We took this framework of analysis but implemented it with an exact method adopted from chemical kinetics to perform robustness analysis of several published models. Our analysis confirmed the possibility of efficiently applying exact methods in the context of stochastic logical models, as well as the importance of their parametric analysis, two questions so far neglected in the literature.

This analysis raised several questions that need further investigation. First, for parameter fitting to be more efficient and to ascertain if a global minimum was identified, we need to mathematically analyze the dependence of the stationary solution on transition rates and if its monotonicity can be proved, in which case fitting is a convex problem.
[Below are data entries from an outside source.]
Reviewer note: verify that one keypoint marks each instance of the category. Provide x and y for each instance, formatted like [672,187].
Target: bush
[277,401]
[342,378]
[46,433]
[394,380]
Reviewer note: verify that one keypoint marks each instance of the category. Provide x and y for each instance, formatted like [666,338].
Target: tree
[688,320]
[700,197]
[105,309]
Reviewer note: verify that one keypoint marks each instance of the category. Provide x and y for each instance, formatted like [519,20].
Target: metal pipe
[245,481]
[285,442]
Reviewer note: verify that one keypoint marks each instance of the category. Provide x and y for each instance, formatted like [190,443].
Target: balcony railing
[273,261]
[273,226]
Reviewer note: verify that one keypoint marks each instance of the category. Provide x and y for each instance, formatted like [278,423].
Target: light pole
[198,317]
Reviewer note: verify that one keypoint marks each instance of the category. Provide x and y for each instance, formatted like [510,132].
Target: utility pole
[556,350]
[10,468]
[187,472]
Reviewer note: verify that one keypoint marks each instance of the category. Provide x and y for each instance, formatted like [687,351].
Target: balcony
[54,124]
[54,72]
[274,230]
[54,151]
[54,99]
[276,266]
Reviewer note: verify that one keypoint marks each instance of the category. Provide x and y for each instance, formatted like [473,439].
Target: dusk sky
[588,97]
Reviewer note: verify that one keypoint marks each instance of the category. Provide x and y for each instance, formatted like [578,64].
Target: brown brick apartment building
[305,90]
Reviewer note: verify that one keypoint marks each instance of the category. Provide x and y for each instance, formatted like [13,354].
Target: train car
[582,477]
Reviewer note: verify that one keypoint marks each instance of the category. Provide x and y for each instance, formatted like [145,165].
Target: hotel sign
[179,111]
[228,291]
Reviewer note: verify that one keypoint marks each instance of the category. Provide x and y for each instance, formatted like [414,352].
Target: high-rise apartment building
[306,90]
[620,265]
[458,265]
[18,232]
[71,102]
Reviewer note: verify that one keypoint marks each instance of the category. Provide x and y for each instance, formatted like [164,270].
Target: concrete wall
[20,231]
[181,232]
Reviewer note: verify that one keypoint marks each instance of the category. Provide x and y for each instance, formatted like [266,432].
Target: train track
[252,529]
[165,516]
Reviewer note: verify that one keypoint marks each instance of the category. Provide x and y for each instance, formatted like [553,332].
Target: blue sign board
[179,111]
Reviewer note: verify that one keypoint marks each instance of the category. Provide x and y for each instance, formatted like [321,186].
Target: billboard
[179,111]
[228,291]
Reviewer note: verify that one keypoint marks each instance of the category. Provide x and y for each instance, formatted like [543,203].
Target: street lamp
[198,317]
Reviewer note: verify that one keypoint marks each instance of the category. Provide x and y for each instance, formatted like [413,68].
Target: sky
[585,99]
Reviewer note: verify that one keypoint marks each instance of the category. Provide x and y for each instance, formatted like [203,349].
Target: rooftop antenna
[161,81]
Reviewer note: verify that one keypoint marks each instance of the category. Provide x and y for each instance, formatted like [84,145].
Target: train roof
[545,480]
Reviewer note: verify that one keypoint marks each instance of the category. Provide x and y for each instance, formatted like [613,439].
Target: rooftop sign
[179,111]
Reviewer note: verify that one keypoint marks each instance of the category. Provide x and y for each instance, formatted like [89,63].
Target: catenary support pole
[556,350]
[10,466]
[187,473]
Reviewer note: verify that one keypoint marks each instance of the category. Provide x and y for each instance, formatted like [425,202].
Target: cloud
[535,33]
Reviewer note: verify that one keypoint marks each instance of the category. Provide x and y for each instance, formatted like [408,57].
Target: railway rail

Second, currently our method has a limit in terms of model size due to the memory requirement of explicitly storing the entire state transition graph as a sparse matrix. The first way to mitigate this problem is to store only those states of the STG that are accessible from the states defined by the initial condition and perform the matrix calculations with this reduced transition matrix. This is partially already implemented in ExaStoLog in as much as the sub-graphs of the STG containing no states with positive initial probability are not used for calculations. However the transition matrix is currently not reduced by eliminating inaccessible individual states.

More fundamentally, the indices of nonzero elements of the transition matrix are compositions of arithmetic series defined by the logical rules. This fact could be exploited to avoid simultaneously storing all transitions individually. We are exploring how already existing methods (Bérenguier *et al.*, 2013) to simplify the STG, such as hierarchical transition graphs, can be used in our exact framework. These are again parameter-independent steps therefore they need to be performed only once for a given model, after which individual solutions with different parameter values can be calculated more efficiently.

By making use of some or all of these simplifications we hope to push the limits of our exact method to encompass larger logical models in the future.

## 6 Funding

This work was part of the COLOSYS project, supported by Agence Nationale de la Recherche under the frame of ERACoSysMed-1, the ERA-Net for Systems Medicine in clinical research and medical practice.

## 7 Contributions

M.K. conceived and implemented the method.

M.K. wrote the manuscript with input from A.Z., L.C. and E.B.

V.N. worked on translating the toolbox into Python (ongoing).

## 8 Acknowledgements

We thank our partners Christine Sers, Markus Morkel and Natalie Bublitz at Charité - Universitätsmedizin Berlin for their insightful comments on the biological interpretation of logical models.